Par ailleurs, au plan politique, des questions apparaissent au sein du monde chinois.

[1] Le limogeage du min. de la Santé Zhang Wenkang et du maire de Pékin Meng Xuenong intrigue. Ami de Hu Jintao, Meng (53ans) aurait critiqué début 2003 l’anarchie du SRAS à Canton -offensant Li Changchun, ex-Secr. de la province, juste promu au Comité permanent, et protégé de Jiang Zemin. Dans ce climat, on peut entrevoir comment Meng dut subir des attaques «de plusieurs fronts», et assumer seul le poids du désastre pékinois, quoiqu’en règle socialiste, le véritable maître de la ville soit le Secr. du PCC Liu Qi, qui n’a pas été inquiété. Commentaire de JP Raffarin : « le fusible n’a pas été remplacé par un autre, mais la responsabilité est montée droit au sommet, à Hu Jintao en personne« .
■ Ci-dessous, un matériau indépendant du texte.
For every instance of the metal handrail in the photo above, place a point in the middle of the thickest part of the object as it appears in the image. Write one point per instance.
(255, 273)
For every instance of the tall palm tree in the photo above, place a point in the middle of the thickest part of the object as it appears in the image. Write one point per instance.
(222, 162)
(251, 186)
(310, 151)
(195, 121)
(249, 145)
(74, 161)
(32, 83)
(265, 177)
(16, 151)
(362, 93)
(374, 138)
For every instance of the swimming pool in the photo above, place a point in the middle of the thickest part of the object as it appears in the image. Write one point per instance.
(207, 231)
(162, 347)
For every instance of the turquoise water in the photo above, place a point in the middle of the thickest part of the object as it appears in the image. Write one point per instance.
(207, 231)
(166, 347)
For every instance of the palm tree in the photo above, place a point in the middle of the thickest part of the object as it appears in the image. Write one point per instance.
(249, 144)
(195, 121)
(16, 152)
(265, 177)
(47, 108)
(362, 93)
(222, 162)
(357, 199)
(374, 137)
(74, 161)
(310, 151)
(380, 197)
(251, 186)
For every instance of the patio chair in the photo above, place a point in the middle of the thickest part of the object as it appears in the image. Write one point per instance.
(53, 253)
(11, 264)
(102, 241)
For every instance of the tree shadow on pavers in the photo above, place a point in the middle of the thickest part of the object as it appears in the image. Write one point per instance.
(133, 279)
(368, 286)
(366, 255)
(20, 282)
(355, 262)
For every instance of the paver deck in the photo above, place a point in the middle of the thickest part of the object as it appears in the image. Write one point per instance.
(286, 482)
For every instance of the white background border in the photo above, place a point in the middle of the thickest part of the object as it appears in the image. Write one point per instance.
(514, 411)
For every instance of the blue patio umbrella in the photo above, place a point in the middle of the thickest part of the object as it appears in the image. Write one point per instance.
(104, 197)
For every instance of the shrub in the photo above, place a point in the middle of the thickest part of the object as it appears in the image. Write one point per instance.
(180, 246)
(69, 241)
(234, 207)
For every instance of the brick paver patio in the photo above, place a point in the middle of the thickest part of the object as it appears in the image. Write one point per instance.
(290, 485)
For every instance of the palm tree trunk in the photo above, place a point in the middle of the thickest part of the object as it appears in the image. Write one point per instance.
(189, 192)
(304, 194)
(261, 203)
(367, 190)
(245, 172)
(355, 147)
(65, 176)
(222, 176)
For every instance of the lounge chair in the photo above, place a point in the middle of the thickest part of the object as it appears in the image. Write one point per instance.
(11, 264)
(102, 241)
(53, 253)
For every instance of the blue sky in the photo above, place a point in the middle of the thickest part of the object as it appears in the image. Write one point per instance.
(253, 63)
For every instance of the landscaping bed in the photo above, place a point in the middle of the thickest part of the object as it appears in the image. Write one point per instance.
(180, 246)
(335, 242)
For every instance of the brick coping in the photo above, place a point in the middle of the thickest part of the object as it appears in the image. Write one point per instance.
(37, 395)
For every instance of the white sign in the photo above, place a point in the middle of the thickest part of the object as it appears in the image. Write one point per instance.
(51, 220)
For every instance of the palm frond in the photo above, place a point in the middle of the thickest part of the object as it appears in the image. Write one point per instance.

[2] De Canton, suite à une fuite, la presse révèle que l’épidémie fut notifiée à Pékin le 8 février, qui ordonna le 10 de tout traiter par la censure et le silence. Qui donna l’ordre? Avec l’accord du Président?

[3] Le 1er malade du SRAS fut interné à Pékin le 1er mars – en secret, pour ne pas déranger le Plenum de l’ANP. Selon l’OMS, « le mois de mars fut perdu pour l’humanité, dans la lutte contre le SRAS ».  De toute évidence, des comptes seront réclamés, par l’étranger, au niveau des clubs d’investisseurs et de l’OMS, par l’opinion qui gronde et s’éveille, voire à l’intérieur du Parti, entre factions rivales qui observent un silence malaisé.

NB : pour combattre le SRAS, la transparence et la concertation, seuls nouveaux outils désormais utilisables, portent en Occident un autre nom : démocratie. Qu’en fera-t-on, après la tempête?

 

 


Joint-venture : Citibank s’offre 1/4 de Pudong Bank

— Le 11/04 était une date quasi-limite pour China Airlines, 1er transporteur aérien taïwanais, pour recevoir l’aval du Conseil d’Etat dans sa tentative d’acquisition de 25% de China Cargo moyennant 47M$. Quatre jours plus tard, l’entente eût été caduque, au terme d’une règle fixée par le Gouvernement de Taibei, 1er actionnaire de China Airlines. Par cet  accord, China Cargo, contrôlé à 55% par China Eastern, verra le transporteur insulaire devenir son 2d actionnaire,dont il recevra 4 directeurs (dont un vice PDG). Les avantages : pour la firme de fret aérien, de l’argent frais et une meilleure gestion de ses 4 MD-11 et de son Boeing 747. Pour la firme taiwanaise, un premier pas en Chine, contournant le double blocus des législations des frères ennemis.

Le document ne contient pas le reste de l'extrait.